We applied L1EM to all human 100 bp paired end, strand specific polyA RNAseq experiments in the ENCODE database (127 datasets including 49 from cell-lines, 16 from in vitro differentiated cells and 62 from tissues.) The full results of this analysis can be found in Supplementary Tables S1–S4. Based on our tests using simulated (Fig. 2) and L1 5’RACE data (Fig. 3), we made the somewhat conservative assertion that we can be confident in L1EM’s expression estimate at loci where at least 100 read pairs are estimated to align. We therefore used a cutoff of at least 100 reads pairs and FPM > 0.5 in at least one replicate to call expression at a given locus in a particular sample type. Figure 4, top panel, shows a heat map with all intact loci that meet these criteria in at least one sample of total or cytoplasmic RNA, and all such samples that meet these criteria at least one intact locus. Intact loci are defined to be full length insertions that have no nonsense mutation in either or ORF1 or ORF2.

Fig. 4.

Fig. 4.

ENCODE data. Estimates of L1HS locus expression from ENCDOE data (100 bp paired end, strand specific). Top: Loci expressed as only or run-on LINE-1 transcripts. Bottom: Loci expressed as from the antisense transcription start site

This analysis shows LINE-1 expression in several cancer cell lines (MCF-7, NCI-H60, HepG2 and K562), along with embryonic stem cells (H1-ESC) and several H1 derived cells including mesendoderm, trophoblast, mesenchymal stem cells and neural stem cells. Of the tissues tested, only esophagus samples achieved our expression criteria.

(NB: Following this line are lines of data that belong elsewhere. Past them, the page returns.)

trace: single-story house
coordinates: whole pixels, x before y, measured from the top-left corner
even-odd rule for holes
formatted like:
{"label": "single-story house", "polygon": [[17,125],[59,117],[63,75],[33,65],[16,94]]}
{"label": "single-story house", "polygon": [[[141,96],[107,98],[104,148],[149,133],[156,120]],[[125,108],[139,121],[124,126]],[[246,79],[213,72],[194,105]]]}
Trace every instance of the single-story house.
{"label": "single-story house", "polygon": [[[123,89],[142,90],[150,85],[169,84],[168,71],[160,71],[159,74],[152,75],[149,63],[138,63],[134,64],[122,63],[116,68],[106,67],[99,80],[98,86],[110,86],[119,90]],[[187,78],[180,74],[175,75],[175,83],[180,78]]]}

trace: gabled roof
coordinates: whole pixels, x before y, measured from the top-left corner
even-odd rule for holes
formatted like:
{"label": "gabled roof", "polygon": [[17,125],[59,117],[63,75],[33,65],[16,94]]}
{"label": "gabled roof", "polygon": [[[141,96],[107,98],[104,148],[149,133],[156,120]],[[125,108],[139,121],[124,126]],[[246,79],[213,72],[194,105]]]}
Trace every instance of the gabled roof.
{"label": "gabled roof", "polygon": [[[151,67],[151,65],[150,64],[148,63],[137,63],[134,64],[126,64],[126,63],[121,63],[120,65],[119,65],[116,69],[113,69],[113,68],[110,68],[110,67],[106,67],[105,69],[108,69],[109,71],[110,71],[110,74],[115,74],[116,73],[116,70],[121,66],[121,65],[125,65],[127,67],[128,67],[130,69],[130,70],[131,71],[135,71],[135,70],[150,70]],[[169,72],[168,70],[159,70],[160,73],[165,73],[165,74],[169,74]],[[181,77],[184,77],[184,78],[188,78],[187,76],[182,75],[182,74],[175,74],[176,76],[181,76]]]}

However, in two of two brain and one of two testis samples, an intact locus was expressed at >0.5 FPM, but these samples were not sequenced deeply enough to achieve the 100 read pair cutoff. This result is broadly in agreement with what is known about LINE-1 activities in cancer, in early development and during neuronal differentiation.

One locus, chr22: 28663283-28669315 (chr22q12.1) located in the tetratricopeptide repeat gene TTC28, is the most highly expressed or one of the most highly expressed loci in all of these samples. Across all of the ENCODE samples tested, it accounts for 17% of intact L1HS expression. It is also the highly expressed locus in HEK293 (see Section 3.2). The overall expression pattern in H1-hESC and derived mesendoderm cells is quite different from the pattern in cancer cell-lines. In H1-hESC and mesendoderm cells, LINE-1 is expressed from a broad set of loci, but in the cancer cell-lines, one or a few loci dominate.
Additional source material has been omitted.